On June 28, the Atlantic Council’s poweredME Initiative, in partnership with ABANA, held a virtual event to discuss the risks, challenges and opportunities of the cryptocurrency landscape in the Middle East and North Africa (MENA), as well as the implications of cryptocurrency. The latest cryptocurrency crashes. The event featured keynotes by Anthony Hussain, a Serial FinTech Investment Banking Specialist in Blockchain and DeFi Protocols, and closing remarks by Racha Helwa, Director of the Atlantic Council poweredME Initiative. Michael Greenwald, Senior Advisor and Non-Resident Fellow to the President and CEO of the Atlantic Council, moderated a panel discussion with Dante Disparte, Circle CSO and Head of Global Policy; Craig Lund, COO of Medium Chains; and Oliver Wyman Financial Services Partner Gökçe Özcan.
This was the fourth and final webinar in a joint series to shine a light on the changing financial technology (Fintech) landscape in the MENA region, identify challenges and opportunities, and explore policy recommendations.
Key points from the discussion are summarized below.
Challenges in the current cryptocurrency environment:
- Dante Disparte emphasized that “not all digital assets are created equal.” While the convergence between traditional forms of banking and technology offers many growth opportunities for economic actors in the region, governments and central banks in the MENA “must attract responsible actors and deflect bad actors in order to take traditional business models a step further and begin to anchor traditional business models. the future.”
- Craig Lund warned that unregulated platforms are issuing erroneous coins without any proper due diligence just to generate trades. As a result, he expects to see pressure from firms to regulate their platforms to avoid recourse. Balancing the elimination of bad actors without overregulating platforms and reducing discretion for consumers will be critical.

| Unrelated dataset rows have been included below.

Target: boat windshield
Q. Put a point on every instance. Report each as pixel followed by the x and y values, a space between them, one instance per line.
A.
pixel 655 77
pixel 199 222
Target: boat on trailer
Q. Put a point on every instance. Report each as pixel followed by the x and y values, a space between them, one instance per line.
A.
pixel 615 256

- Gökçe Özcan emphasized that the recent volatility in the crypto money markets has caused great concerns throughout MENA. While regional governments questioned their commitments and investments in digital assets, Özcan argued that the recession was actually “an opportunity for the region to distinguish good from bad” and adjusted current policies accordingly. Disparte agreed, quoting Sir Jon Cunliffe of the Bank of England, saying that companies that survive the current crypto fix will be the “Amazons of the future”.
Human impacts of digital currencies:
- Özcan pointed out that this technology is used for the betterment of society, especially by referring to human rights. For example, in the wake of global conflicts, NFTs can be used as a tool to advance humanitarian aid and human rights rather than just making a profit.
Opportunities for cryptocurrency:
- Disparte announced that innovative digital financial services are rewriting the traditional development playbook in MENA, especially in countries like Egypt where a large percentage of the population is on the margins of the formal economy. A new era of financial mobility is coming, leveraging diaspora populations for low-interest payments and providing digital wallets to thousands of people worldwide.
- Disparte highlighted Israel’s experiments with Ethereum as an example of the bridge that digital currency can serve between conservative government agencies and technological innovation. Israel has developed “transparent networks designed to increase financial crime compliance” by adding cryptocurrencies to its central bank. He explained that enabling such networks across MENA could result in “exponential gains in financial inclusion and integrity.”
- Lund highlighted that through a combination of regulatory frameworks and strengthening free zone financial centers, the UAE is opening its doors to new businesses and diversifying its technology sector. Lund highlighted undergraduate exchange programs as critical measures to transform a unregulated industry into a regulatory one, and included “global players who want to work with other regulatory bodies and free zones in the region.”
- Lund expressed the hope of creating a better future in the region through economic growth and innovation. Ozcan agrees, describing the region’s genuine interest in innovation and being a leader in the cryptocurrency market as its “biggest asset”.
Recommendations for stakeholders:
- Disparte argued that “historically, regulatory and policy discussions on cryptocurrency have been fear-based and risk-based, not activation-based.” He recommended that governments, civil society and private sector stakeholders take deliberate action together based on this new framework. MENA governments may consider following the Abu Dhabi model: develop a strategy specific to your region, take advantage of your distinct advantages in talent and opportunity, and “emerge as a beacon in a sea of regulatory and policy uncertainty”.
- Özcan claimed that cryptocurrencies could be used by politically turbulent countries to better integrate themselves with global markets. In this sense, countries that are committed to building technologies from the outset are more likely to reap greater returns than expect “more traditional corporate capabilities to be built”. According to Özcan, crypto money serves as a great stabilizer in international finance and promises to be market inclusion for countries willing to invest.
Alexandra Kaiss He is a Young Global Professional with Middle East Programs at the Atlantic Council. follow him @alexandrakaiss.
Thu 10 March 2022
Fintech opens new doors for inclusive finance in MENA
On March 1, the Atlantic Council’s authoritative ME Initiative, in partnership with ABANA, held a virtual event to discuss the inclusive finance opportunities the financial technology (Fintech) sector offers to the Middle East and North Africa (MENA) population.